Deliciosa Alcachofa

Foto: Envato

Cada vez que preparo alcachofas recuerdo mi niñez. Mis abuelitos tenían una granja muy grande y para nosotros, los niños, irlos a visitar era casi como ir al cielo. Pasábamos con ellos largas temporadas de vacaciones llenas de alegría, rodeados de su cariño y su tolerancia hacia nuestras ingenuas travesuras.

La granja estaba llena de árboles frutales de todo tipo: manzanos, ciruelos, membrillos, duraznos, persimun… Cuando teníamos antojo de alguna de estas delicias sólo teníamos que ir a cortarla y quitarle el polvo en el cristalino río que pasaba cerca. También había una enorme hortaliza, con tablones de todo tipo de verduras: lechugas, coliflores, tomates, chiles pimientos, cebollas, rábanos y otras. Uno de los tablones estaba dedicado a las alcachofas, una de las delicadezas favoritas de mi abuelo, quien era un gourmet, según me parece, desde que nació. 

En esa parte del huerto crecían los arbustos en cuyo centro aparecían, rectas y orgullosas las flores. Si las flores de alcachofa se dejan madurar hasta que se abren, son de un hermoso color morado y espinosas. Muchas personas no saben que lo que comemos y nos produce tanto deleite es en realidad una flor que se corta antes de abrirse. 

Cuando ya había una buena cantidad de alcachofas listas para ser cortadas, los niños corríamos detrás del hortelano a ‘ayudarle’. Las llevábamos en una cesta a la cocina donde, con unas tijeras muy filosas, les cortaban la parte superior de las hojas – como ¾ a 1 pulgada – para evitar la parte espinosa que a veces tienen. Con un cuchillo les cortaban el tronco, lo más pegado posible a la flor, eliminando las hojas pequeñitas de abajo. Las lavaban cuidadosamente y se cocinaban en una enorme olla de agua hirviendo – con una rodaja de limón, un diente de ajo y una hoja de laurel – entre 25 y 45 minutos (dependiendo del tamaño de la alcachofa) o hasta que las hojas se pueden separar con facilidad. (Quizá usted no se haya dado cuenta, pero le estoy compartiendo una deliciosa y muy amada receta familiar). No se tapa la olla para que las hojas no se pongan de color café.

En el grande y bullicioso comedor de mis abuelitos las comíamos como aperitivo, antes de la comida. Eran unos ratos muy agradables porque ir retirando hoja por hoja, mojarlas en la deliciosa salsa y comer su parte carnosa toma un considerable tiempo, lo que hace que la comida sea más agradable, salpicada de conversación despreocupada. 

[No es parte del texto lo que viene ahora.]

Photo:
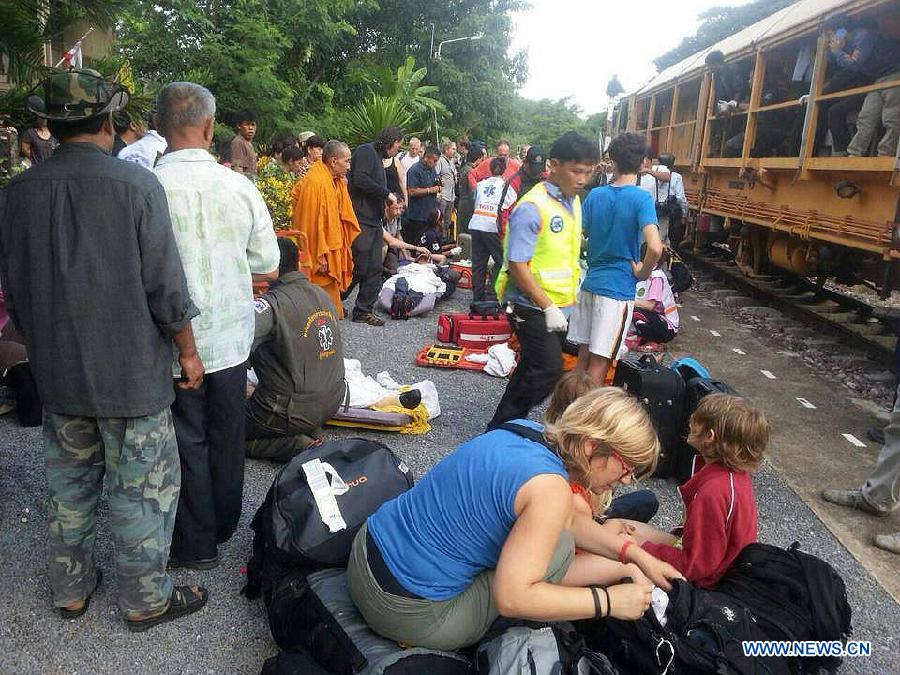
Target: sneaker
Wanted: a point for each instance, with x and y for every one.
(888, 542)
(852, 498)
(368, 317)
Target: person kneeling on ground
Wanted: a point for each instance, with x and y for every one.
(720, 509)
(299, 360)
(491, 530)
(655, 316)
(639, 505)
(432, 240)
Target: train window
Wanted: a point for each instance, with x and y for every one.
(862, 60)
(730, 100)
(662, 110)
(642, 112)
(688, 96)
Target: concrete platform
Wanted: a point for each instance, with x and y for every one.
(808, 447)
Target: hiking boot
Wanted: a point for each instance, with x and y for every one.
(411, 399)
(888, 542)
(368, 317)
(852, 498)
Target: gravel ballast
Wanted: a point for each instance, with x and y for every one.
(231, 634)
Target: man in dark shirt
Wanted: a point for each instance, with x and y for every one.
(92, 278)
(423, 187)
(369, 192)
(299, 360)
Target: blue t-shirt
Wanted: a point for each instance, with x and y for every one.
(613, 219)
(450, 526)
(521, 240)
(420, 175)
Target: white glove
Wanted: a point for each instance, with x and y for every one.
(555, 319)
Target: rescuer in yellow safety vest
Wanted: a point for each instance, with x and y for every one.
(540, 274)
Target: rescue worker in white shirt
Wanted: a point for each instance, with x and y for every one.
(486, 242)
(541, 271)
(667, 188)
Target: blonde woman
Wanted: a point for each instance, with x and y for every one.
(491, 530)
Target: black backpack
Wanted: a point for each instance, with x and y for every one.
(301, 527)
(703, 633)
(515, 646)
(405, 300)
(794, 596)
(680, 277)
(316, 614)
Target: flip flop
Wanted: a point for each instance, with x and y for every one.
(183, 601)
(75, 613)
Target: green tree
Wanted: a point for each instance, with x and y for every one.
(717, 23)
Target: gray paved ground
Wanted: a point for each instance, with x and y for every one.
(230, 635)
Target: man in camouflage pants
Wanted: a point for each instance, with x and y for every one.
(92, 278)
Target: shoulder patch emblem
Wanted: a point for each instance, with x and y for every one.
(556, 224)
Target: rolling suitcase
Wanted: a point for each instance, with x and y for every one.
(686, 462)
(661, 391)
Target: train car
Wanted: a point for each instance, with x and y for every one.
(761, 172)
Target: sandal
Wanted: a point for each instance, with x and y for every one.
(75, 613)
(183, 601)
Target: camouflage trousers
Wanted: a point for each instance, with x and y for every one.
(138, 456)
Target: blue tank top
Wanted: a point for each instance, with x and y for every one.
(450, 526)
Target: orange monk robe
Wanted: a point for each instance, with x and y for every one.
(323, 212)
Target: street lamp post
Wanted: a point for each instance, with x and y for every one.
(436, 56)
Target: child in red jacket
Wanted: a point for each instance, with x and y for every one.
(720, 509)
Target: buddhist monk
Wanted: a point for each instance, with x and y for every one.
(324, 213)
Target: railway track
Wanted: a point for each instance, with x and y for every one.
(857, 324)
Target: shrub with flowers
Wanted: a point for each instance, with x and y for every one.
(275, 184)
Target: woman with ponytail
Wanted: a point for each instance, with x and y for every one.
(491, 531)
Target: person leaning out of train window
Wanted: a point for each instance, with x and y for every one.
(857, 55)
(731, 82)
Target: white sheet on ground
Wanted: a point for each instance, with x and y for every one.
(365, 390)
(420, 278)
(498, 361)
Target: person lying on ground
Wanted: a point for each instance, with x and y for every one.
(655, 316)
(298, 357)
(720, 509)
(491, 530)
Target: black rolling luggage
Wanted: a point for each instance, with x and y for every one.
(661, 391)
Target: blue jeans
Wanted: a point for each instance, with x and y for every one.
(640, 505)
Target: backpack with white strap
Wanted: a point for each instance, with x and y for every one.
(316, 505)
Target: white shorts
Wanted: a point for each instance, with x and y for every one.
(601, 323)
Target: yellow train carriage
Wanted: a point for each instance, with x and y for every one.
(755, 170)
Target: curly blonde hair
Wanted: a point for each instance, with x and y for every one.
(617, 423)
(741, 431)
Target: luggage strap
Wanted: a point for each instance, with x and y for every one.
(325, 484)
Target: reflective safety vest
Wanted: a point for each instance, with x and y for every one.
(554, 263)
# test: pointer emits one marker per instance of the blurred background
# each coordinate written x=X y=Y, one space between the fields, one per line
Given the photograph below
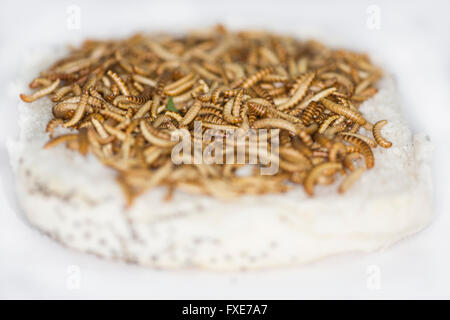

Por si quiere saber con qué salsa se comen estas delicias le cuento que muchas personas remojan la hoja en mantequilla derretida con o sin ajo, en salsa ranch, en un aliño de aceite, sal y vinagre, o en mayonesa con un poco de vinagre balsámico o salsa de soya. En mi familia se comen con una salsa inolvidable, cuya receta ‘secreta’ escribo a continuación:

Para 8 piezas alcachofas cocidas: 1/4 taza de jugo de limón 2 cucharadas de mostaza preparada, 1 taza de aceite de oliva, 2 huevos duros picados en pedazos muy pequeños, ½ taza de perejil picado muy fino, 2 cucharadas de cebolla picada, sal y pimienta al gusto. Mezcle todo esto y ¡listo!

Las hojas (en realidad, los pétalos de la alcachofa) se van retirando de una en una y la parte carnosa se remoja en la salsa. La parte más clara y suave se pone en la boca en medio de los dientes para quitarla y comerla, es deliciosa. Luego se descarta el pétalo, para ello en la mesa debe ponerse un plato para cada dos comensales, con el fin de que depositen allí las hojas cuya pulpa se han comido.

Luego de haber terminado con todos los pétalos, queda una parte no comestible, con pequeñas espinas; con un cuchillo o cucharita retírela y queda lo mejor, ¡el corazón de la alcachofa! Pártalo en trozos y deléitese mojándolos en la salsa y comiéndolos despacio. El corazón es lo que sirven en la mayoría de restaurantes, rellenos o en otras recetas, pero la experiencia de comer una alcachofa entera, al natural, es única.

Los antiguos griegos y romanos consideraban a la alcachofa una delicadeza gastronómica y se le atribuían cualidades afrodisíacas. Se sabe que las personas del norte de África, los españoles del sur y los italianos las comían desde épocas muy antiguas. Catalina de Médicis, durante el siglo XVI las llevó a Francia cuando se casó con el rey Enrique II. Luego se extendió por todo el mundo.

Espero que usted y su familia disfruten de esta delicia culinaria tanto como la disfrutamos en mi familia, con recuerdos y todo.